Certes, la sociologie du journalisme nous permet de dévoiler et comprendre les facteurs comme les motivations qui influencent et expliquent les débordements et dérapages médiatiques. Elle nous enseigne aussi combien il est difficile, peut-être même illusoire en temps dit « normaux », d’espérer des prises de conscience aigüe pouvant conduire à des améliorations significatives. Mais nous vivons un moment critique qui ne peut se satisfaire de la routine et de la prise en compte égoïste ou narcissique d’avantages particuliers, de calculs à court terme.
L’enjeu est ailleurs. Il est dans l’endiguement de pratiques et réflexes valorisés et même encouragés en d’autres circonstances. Cela convoque des réflexions éthiques et le jugement moral propre à toute situation de crise.
La liberté responsable s’incarne dans des gestes professionnels qui doivent privilégier le droit du public à une information de qualité. Cela signifie des informations factuelles en lieu et place de spéculations, des titres et des manchettes qui respectent les faits et ne cherchent pas avant tout à servir les intérêts matériels des médias, ou encore la vanité de leurs journalistes à la recherche de la manchette la plus lue du jour, de l’opinion la plus répercutée dans les médias sociaux.

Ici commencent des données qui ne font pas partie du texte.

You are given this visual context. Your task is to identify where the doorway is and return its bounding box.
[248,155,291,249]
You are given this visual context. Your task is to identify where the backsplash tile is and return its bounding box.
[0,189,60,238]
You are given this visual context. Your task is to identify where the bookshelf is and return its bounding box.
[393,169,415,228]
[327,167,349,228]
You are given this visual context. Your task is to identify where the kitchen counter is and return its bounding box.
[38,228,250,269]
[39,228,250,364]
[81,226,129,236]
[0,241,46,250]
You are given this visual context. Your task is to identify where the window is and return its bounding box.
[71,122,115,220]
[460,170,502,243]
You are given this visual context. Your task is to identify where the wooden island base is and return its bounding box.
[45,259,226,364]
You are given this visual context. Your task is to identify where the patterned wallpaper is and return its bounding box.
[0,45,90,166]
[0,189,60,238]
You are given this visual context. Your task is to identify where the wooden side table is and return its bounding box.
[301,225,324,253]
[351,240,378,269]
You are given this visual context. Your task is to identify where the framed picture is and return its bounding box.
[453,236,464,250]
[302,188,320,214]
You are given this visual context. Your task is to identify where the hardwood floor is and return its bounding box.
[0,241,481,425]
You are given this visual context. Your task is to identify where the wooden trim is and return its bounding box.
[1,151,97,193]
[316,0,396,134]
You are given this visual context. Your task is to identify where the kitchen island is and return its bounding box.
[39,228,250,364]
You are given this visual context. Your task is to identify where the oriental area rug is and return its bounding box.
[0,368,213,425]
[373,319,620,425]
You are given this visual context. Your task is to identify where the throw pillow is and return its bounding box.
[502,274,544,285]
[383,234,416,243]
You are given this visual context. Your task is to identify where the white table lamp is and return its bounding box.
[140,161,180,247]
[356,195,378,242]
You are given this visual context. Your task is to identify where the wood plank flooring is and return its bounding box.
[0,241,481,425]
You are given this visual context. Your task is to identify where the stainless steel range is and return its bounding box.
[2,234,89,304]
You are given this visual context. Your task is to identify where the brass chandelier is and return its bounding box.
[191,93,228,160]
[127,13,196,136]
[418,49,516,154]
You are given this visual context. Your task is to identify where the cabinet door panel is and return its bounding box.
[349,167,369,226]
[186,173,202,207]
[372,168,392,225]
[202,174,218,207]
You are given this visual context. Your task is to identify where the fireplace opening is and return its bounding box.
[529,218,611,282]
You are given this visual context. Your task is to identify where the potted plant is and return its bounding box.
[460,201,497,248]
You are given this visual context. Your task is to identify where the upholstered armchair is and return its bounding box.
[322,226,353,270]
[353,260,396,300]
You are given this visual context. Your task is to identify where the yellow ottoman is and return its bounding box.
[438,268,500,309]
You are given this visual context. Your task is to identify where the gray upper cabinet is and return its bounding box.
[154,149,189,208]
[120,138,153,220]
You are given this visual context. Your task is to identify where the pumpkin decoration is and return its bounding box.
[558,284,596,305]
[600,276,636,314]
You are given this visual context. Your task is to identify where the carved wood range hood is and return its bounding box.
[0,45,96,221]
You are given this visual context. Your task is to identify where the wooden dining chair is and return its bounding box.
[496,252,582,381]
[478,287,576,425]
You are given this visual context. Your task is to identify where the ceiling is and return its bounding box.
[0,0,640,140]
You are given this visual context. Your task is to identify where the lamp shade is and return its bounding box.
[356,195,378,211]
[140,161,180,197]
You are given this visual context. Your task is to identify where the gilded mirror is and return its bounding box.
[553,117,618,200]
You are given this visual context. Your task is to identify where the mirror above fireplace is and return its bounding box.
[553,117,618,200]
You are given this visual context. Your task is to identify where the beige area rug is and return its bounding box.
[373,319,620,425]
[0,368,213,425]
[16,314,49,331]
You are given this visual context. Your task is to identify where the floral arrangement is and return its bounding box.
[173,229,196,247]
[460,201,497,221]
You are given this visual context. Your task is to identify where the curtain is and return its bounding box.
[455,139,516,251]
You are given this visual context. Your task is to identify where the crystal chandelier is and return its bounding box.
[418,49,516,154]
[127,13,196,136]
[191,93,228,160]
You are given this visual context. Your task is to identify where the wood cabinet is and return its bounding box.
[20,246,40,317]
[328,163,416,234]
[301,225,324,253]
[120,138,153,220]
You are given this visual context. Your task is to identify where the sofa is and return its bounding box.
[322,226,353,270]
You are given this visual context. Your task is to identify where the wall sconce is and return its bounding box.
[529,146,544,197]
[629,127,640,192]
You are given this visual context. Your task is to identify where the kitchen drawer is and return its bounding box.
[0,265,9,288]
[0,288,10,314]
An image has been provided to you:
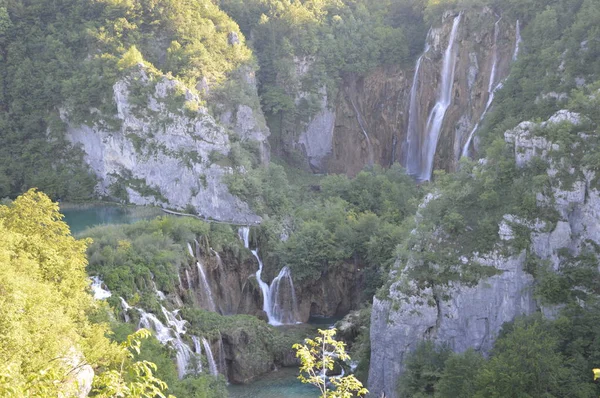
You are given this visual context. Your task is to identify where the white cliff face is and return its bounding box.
[298,87,335,171]
[62,66,265,223]
[369,111,600,398]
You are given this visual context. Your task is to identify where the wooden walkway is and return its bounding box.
[161,209,256,227]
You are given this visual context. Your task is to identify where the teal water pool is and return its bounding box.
[60,204,165,235]
[227,368,319,398]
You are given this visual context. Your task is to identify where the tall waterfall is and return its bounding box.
[202,337,219,376]
[348,95,375,166]
[185,240,217,312]
[269,267,298,324]
[404,40,429,175]
[238,227,298,326]
[461,17,504,156]
[192,336,202,372]
[138,307,195,379]
[513,19,523,61]
[196,261,217,312]
[90,276,112,300]
[418,13,462,181]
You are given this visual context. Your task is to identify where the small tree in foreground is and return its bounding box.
[293,329,368,398]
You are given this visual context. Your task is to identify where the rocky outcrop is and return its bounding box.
[286,8,516,175]
[369,111,600,398]
[61,65,268,224]
[296,264,362,322]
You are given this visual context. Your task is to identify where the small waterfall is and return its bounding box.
[192,336,202,373]
[90,276,112,300]
[269,267,298,324]
[238,227,298,326]
[404,39,429,175]
[202,337,219,376]
[185,267,193,289]
[196,261,217,312]
[119,297,131,323]
[218,331,229,381]
[418,13,462,181]
[513,19,523,61]
[348,95,375,166]
[461,17,503,156]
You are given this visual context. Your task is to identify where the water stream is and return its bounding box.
[348,95,375,166]
[418,13,462,181]
[513,19,523,61]
[461,17,503,156]
[202,337,219,376]
[405,39,430,175]
[238,227,298,326]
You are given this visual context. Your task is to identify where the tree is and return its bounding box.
[0,189,171,398]
[293,329,368,398]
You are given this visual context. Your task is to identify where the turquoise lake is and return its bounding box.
[60,204,165,235]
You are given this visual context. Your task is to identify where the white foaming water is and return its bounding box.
[405,38,429,175]
[461,17,503,156]
[202,337,219,376]
[348,95,375,166]
[238,227,297,326]
[513,19,523,61]
[418,13,462,181]
[90,276,112,300]
[196,261,217,312]
[192,336,202,373]
[269,267,298,324]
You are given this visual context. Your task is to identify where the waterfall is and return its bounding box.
[196,261,217,312]
[90,276,112,300]
[238,227,297,326]
[185,239,217,312]
[218,331,229,380]
[185,267,192,289]
[461,17,503,156]
[513,19,523,61]
[348,95,375,166]
[418,13,462,181]
[138,307,194,379]
[192,336,202,373]
[119,297,131,323]
[269,267,298,324]
[405,39,429,175]
[202,337,219,376]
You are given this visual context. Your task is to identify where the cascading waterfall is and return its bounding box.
[218,331,229,380]
[185,239,217,312]
[513,19,523,61]
[138,307,194,379]
[192,336,202,372]
[202,337,219,376]
[461,17,504,156]
[90,276,112,300]
[119,297,209,379]
[348,95,375,166]
[238,227,298,326]
[404,39,429,175]
[269,267,298,324]
[418,13,462,181]
[196,261,217,312]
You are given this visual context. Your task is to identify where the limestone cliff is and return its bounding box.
[288,7,517,175]
[61,65,268,224]
[369,111,600,398]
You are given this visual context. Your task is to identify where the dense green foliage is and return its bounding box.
[0,190,173,398]
[398,312,600,398]
[0,0,252,200]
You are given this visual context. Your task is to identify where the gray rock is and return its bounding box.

En tout temps s’impose l’obligation du mot juste, de l’expression précise, sans hyperbole anxiogène, sans prétention autre que d’aider simplement nos concitoyens à surmonter rationnellement, en toute lucidité, et sans les amplifier inutilement, les menaces qui pèsent sur leur existence.
Au quotidien, par exemple, cela signifie de ne pas transformer une projection statistique en affirmation catégorique, ne pas se laisser prendre aux pièges de ceux qui croient – même de bonne foi - avoir découvert le vaccin ou la thérapie salvatrice sans en avoir fait une démonstration conforme aux règles scientifiques, ne pas propager rumeurs douteuses et accusations anonymes non corroborées. Ou encore ne pas recourir à des arguments fallacieux, et donc trompeurs, dans le cadre des discours persuasifs que sont les chroniques, les éditoriaux, les émissions d’affaires publiques à la radio et à la télévision, les publications propres aux médias sociaux, etc.
C’est dire qu’en ces temps de crise, l’intérêt particulier des entreprises de presse que sont les médias - l’intérêt médiatique - ne doit en aucun cas se substituer à l’intérêt général.
À chaque fois que les médias et les journalistes sont soucieux des conséquences et de l’impact social de leur travail, quand ils sont conscients de leurs responsabilités civiques, ils œuvrent à leur légitimité sociale, à leur crédibilité ainsi qu’à la confiance qu’ils peuvent inspirer auprès des citoyens qu’ils prétendent servir.
Agissant avec le souci de servir l’intérêt public bien compris, ils contribuent à se sauver eux-mêmes en confirmant leur pertinence et leur utilité sociale envers les publics, les annonceurs et même les gouvernements qu’ils sollicitent de plus en plus afin d’obtenir des fonds publics permettant de perpétuer ce métier si noble et si essentiel quand il n’est pas controuvé.
Cela nécessite une saine autocritique, sans complaisance ni hostilité, en lieu et place de la commode satisfaction et d’un certain corporatisme. Cela conduit parfois à sortir du rang, à faire bande à part, à se dissocier du groupe d’appartenance au nom d’une solidarité plus large. Faire preuve de ce que Laurence Kohlberg a nommé le jugement moral de type post-conventionnel.
Cette responsabilité est à la fois le privilège et le coût de la liberté de la presse qui nous est indispensable, et qui peut servir de modèle inspirant pour les sociétés qui cheminent laborieusement vers des réformes démocratiques que l’on souhaite aussi virales que le Covid-19.